La diferencia entre el científico político y el filósofo político es que los juicios morales del
“científico” están ocultos e implícitos y por tanto no sujetos a un escrutinio detallado y por
tanto es más probable que sean insensatos. Además, evitar los juicios éticos explícitos lleva
a los científicos políticos a un primordial juicio de valor implícito: en favor del status quo
político que suele prevalecer en cualquier sociedad concreta. Como mínimo, su falta de una
ética política sistemática impide que el científico político trate de convencer a nadie del
valor de cualquier cambio en el status quo.
Entretanto, además, los filósofos políticos de hoy en día generalmente se limitan, también
de una forma neutral, a descripciones de anticuario y exégesis de las opiniones de otros
filósofos políticos desaparecidos hace tiempo.
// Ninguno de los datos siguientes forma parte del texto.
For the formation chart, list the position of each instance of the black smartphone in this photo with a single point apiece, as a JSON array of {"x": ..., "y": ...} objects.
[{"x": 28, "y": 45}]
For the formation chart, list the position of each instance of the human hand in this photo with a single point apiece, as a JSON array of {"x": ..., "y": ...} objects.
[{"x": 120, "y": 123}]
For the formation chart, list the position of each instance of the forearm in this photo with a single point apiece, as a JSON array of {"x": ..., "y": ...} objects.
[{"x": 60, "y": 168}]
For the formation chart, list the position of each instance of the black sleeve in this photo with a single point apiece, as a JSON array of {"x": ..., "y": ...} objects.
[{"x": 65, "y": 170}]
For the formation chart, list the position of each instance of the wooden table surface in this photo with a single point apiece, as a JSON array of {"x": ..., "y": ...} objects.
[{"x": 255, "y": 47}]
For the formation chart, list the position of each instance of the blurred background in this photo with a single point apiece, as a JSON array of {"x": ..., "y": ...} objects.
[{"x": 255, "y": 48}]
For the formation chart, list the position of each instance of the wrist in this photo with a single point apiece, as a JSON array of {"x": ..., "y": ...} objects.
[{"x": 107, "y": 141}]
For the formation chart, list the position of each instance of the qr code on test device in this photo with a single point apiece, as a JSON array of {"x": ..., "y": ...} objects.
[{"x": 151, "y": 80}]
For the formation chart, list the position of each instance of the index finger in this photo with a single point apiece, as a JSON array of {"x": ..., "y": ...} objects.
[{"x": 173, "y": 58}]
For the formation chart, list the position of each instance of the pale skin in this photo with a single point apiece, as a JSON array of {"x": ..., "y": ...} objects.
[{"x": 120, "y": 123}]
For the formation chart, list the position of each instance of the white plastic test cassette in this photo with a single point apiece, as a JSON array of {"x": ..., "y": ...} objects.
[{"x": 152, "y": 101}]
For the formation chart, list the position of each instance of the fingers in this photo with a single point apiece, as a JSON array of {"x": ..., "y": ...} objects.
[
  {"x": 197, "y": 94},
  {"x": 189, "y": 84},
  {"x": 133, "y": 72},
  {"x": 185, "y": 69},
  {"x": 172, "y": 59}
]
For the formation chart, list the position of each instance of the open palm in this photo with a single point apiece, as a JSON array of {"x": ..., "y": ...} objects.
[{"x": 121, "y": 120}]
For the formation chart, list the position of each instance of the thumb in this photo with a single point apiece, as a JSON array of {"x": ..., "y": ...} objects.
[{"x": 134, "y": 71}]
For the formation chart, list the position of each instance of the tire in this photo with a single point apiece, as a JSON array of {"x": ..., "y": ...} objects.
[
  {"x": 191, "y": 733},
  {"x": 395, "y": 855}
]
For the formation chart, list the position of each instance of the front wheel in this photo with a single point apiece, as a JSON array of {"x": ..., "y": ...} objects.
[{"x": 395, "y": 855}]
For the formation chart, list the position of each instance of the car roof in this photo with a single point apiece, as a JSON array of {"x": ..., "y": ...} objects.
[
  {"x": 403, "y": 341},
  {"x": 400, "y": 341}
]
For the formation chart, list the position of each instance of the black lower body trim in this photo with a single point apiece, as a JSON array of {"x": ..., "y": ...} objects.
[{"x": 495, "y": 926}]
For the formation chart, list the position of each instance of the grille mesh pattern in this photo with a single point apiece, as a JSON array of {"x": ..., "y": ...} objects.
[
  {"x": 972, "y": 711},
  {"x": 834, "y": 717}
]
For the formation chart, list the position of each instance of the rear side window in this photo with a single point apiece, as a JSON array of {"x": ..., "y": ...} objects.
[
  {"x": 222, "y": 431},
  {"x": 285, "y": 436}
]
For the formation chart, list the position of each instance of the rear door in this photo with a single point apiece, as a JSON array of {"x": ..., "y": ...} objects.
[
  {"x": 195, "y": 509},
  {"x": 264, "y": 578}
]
Al hacerlo así, eluden la principal tarea de la
filosofía política, en palabras de Thomas Thorson, “la justificación filosófica de las
posiciones de valor relevante para la política”.
Por tanto, para defender la política pública, debe construirse un sistema de ética social o
política. En siglos pasados ésta era la tarea esencial de la filosofía política. Pero en el
mundo contemporáneo, la teoría política, en nombre de una “ciencia” espuria, ha eliminado
la filosofía ética y se ha descartado a sí misma como guía para el ciudadano curioso. Se ha
seguido el mismo camino en cada una de las disciplinas de las ciencias sociales y de la
filosofía al abandonar los procedimientos de la ley natural. Eliminemos por tanto los
duendes del Wertfreiheit, del positivismo, del cientifismo. Ignorando las imperiosas
demandas de un status quo arbitrario, construyamos (por muy manido que pueda ser este
cliché) un patrón de ley y derechos naturales en el que puedan reparar los sabios y
honrados. En concreto, busquemos establecer la filosofía política de la libertad y del ámbito
adecuado de la ley, los derechos de propiedad y el Estado.